Electrical properties of improper ferroelectrics from first principles
Massimiliano Stengel, Craig J. Fennie, Philippe Ghosez

TL;DR
This study uses first-principles calculations to analyze the structural and electrical properties of improper ferroelectrics, focusing on YMnO3 and PbTiO3/SrTiO3 superlattices, revealing how distortions influence ferroelectric behavior.
Contribution
It provides a first-principles perspective on improper ferroelectricity, explaining how structural distortions lead to polarization in different materials and guiding the design of multiferroic compounds.
Findings
YMnO3's polar state is robust due to oxygen polyhedra tilts.
In PTO/STO, antiferrodistortive instabilities do not induce polarity.
Boundary conditions influence the polar or non-polar states.
Abstract
We study the interplay of structural and polar distortions in hexagonal YMnO3 and short-period PbTiO3/SrTiO3 superlattices by means of first-principles calculations at constrained electric displacement field D. We find that in YMnO3 the tilts of the oxygen polyhedra produce a robustly polar ground state, which persists at any choice of the electrical boundary conditions.
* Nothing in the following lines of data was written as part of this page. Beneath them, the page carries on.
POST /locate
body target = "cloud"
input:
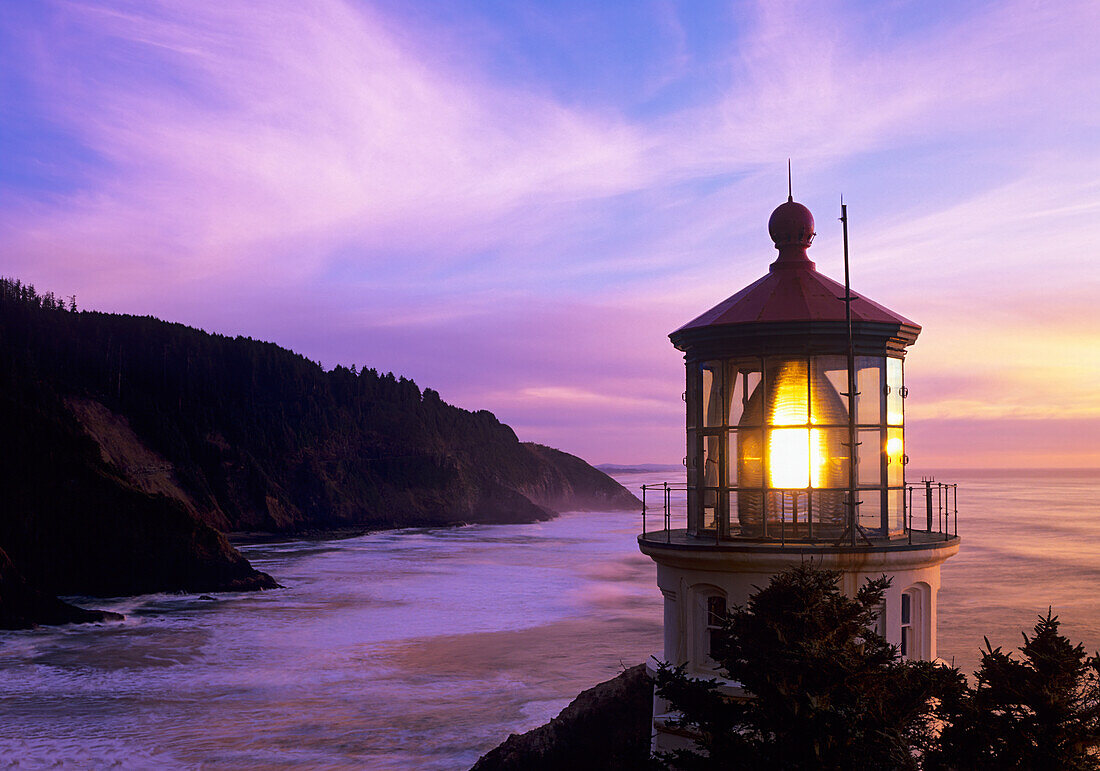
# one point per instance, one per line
(343, 180)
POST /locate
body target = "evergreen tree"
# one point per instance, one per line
(825, 690)
(1038, 713)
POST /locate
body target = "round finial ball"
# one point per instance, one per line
(791, 223)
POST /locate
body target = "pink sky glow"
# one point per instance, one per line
(515, 204)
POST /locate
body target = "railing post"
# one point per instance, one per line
(927, 502)
(668, 515)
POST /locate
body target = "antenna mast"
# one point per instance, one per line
(853, 503)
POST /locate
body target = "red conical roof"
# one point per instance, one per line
(793, 289)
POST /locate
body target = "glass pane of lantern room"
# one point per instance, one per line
(744, 381)
(692, 458)
(870, 509)
(895, 458)
(712, 461)
(712, 395)
(692, 396)
(869, 385)
(746, 458)
(788, 392)
(828, 405)
(870, 458)
(828, 460)
(710, 508)
(895, 506)
(894, 405)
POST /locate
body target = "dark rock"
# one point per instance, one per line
(607, 727)
(72, 525)
(22, 606)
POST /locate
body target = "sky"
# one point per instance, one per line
(515, 202)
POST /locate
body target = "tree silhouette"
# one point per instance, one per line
(824, 689)
(1038, 713)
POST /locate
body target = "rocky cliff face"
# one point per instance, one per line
(70, 524)
(606, 727)
(130, 444)
(22, 606)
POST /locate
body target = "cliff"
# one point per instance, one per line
(131, 444)
(606, 727)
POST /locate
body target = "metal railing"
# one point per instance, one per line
(936, 514)
(668, 492)
(941, 507)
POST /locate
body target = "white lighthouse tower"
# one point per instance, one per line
(783, 380)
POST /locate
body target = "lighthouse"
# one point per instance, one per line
(795, 451)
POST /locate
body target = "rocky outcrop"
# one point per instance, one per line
(569, 484)
(130, 444)
(22, 606)
(606, 727)
(70, 524)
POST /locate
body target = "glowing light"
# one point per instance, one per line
(795, 455)
(894, 449)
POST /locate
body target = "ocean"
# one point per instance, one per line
(425, 648)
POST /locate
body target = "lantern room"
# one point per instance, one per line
(791, 409)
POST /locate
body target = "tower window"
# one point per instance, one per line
(906, 626)
(715, 619)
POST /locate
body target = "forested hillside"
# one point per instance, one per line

Conversely, in PTO/STO the antiferrodistortive instabilities alone do not break inversion symmetry, and open-circuit bundary conditions restore a non-polar state. We suggest that this qualitative difference naturally provides a route to rationalizing the concept of "improper ferroelectricity" from the point of view of first-principles theory. We discuss the implications of our arguments for the design of novel multiferroic materials with enhanced functionalities, and for the symmetry analysis of the phase transitions.